My statistical research focuses on the development and evaluation of risk prediction models as well as the analysis of high dimensional data. During my doctoral studies, I developed novel statistical methodology that utilizes machine-learning techniques to quantify a subject’s risk for disease based on a large number of genetic markers as well as environmental and clinical predictors. As a post-doctoral research fellow at the Fred Hutchinson Cancer Research Institute, I collaborated with geneticists and epidemiologists on the analysis of a vast amount of genomic and epidemiological data collected by multiple institutes to study colorectal cancer pathogenesis. I have also collaborated with researchers at Harvard Medical School and Brigham and Women’s Hospital in Boston, MA, on analyses of diverse types of high dimensional data such as electronic medical records, as well as multiple large genome-wide association studies. My connections and collaborations with clinicians and scientists in the Knight Cardiovascular Institute and Knight Cancer Institute encourage my interest in factors contributing to cardiovascular disease, stroke and cancer, as well as disease prevention and treatment strategies.
Statistical Methodology for Genetic Risk Prediction and High Dimensional
Analysis of high-dimensional data often seeks to identify a subset of important features and to assess the effects of these features on outcomes. Traditional statistical inference procedures based on standard regression methods often fail in the presence of high-dimensional features. In recent years, regularization methods have emerged as promising tools for analyzing high-dimensional data. Statistical inference on these models is challenging. In my graduate studies I developed methods for estimating the distribution of regularized regression coefficients. This method, justified by asymptotic theory, provides a simple way to estimate the covariance matrix and confidence regions, thereby providing accurate inference on these commonly used models. In addition to inference problems, I have worked on methods for risk prediction and classification based on a large number of predictors. One setting for which these models are useful is the burgeoning field of genomics.

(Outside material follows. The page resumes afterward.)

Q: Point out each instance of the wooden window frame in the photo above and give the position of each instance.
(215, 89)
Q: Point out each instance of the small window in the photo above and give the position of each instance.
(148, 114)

Genetic studies of complex traits have uncovered only a small number of risk markers explaining a small fraction of heritability and adding little improvement to disease risk prediction. Standard single marker methods may lack power in selecting informative markers or estimating effects. Most existing methods also typically do not account for non-linearity, which could result in loss of prediction accuracy when the underlying effects are non-linear. With my collaborators, I have developed risk prediction models that bridge high dimensional statistical methodology with powerful and flexible machine learning models. Our models relate genetic markers to disease risk by taking advantage of known gene-set structures. We provide a prediction model framework that is flexible for many types of genomics studies.
Prediction and Classification with Electronic Medical Records
Electronic Medical Record (EMR) data marts provide a rich and vast set of data from which to characterize population and individual disease progression. It is challenging to harness this data in a meaningful way and hence building accurate prediction models with this data is difficult. My collaborators at Harvard Medical School and Brigham and Women’s Hospital in Boston, MA, have developed natural language processing (NLP) methods to glean informative features from EMR data. Together with my collaborators and my PhD advisor, Professor Tianxi Cai, we developed statistical methods to incorporate NLP terms with codified and clinical data to accurately predict disease risk. We incorporated regularized regression and resampling techniques to build the models. These models were successfully validated in larger data marts in order to identify eligible cohorts for future epidemiological studies.
Statistical Genetics and Genetic Epidemiology
The field of genetics and genomics is growing rapidly. In order to answer scientific questions of interest it is imperative to form an interdisciplinary team including geneticists, epidemiologists, and biostatisticians. As a member of such teams, I have studied of genetic phenomenon as genetic instability and gene-environment interactions. I have collaborated with research teams at Harvard and the Fred Hutchinson Cancer Research Center to study these topics in various large genomic data sets. My main contributions were providing statistical guidance in study design, performing data analyses, and conducting relevant simulation studies to answer the research questions of interest.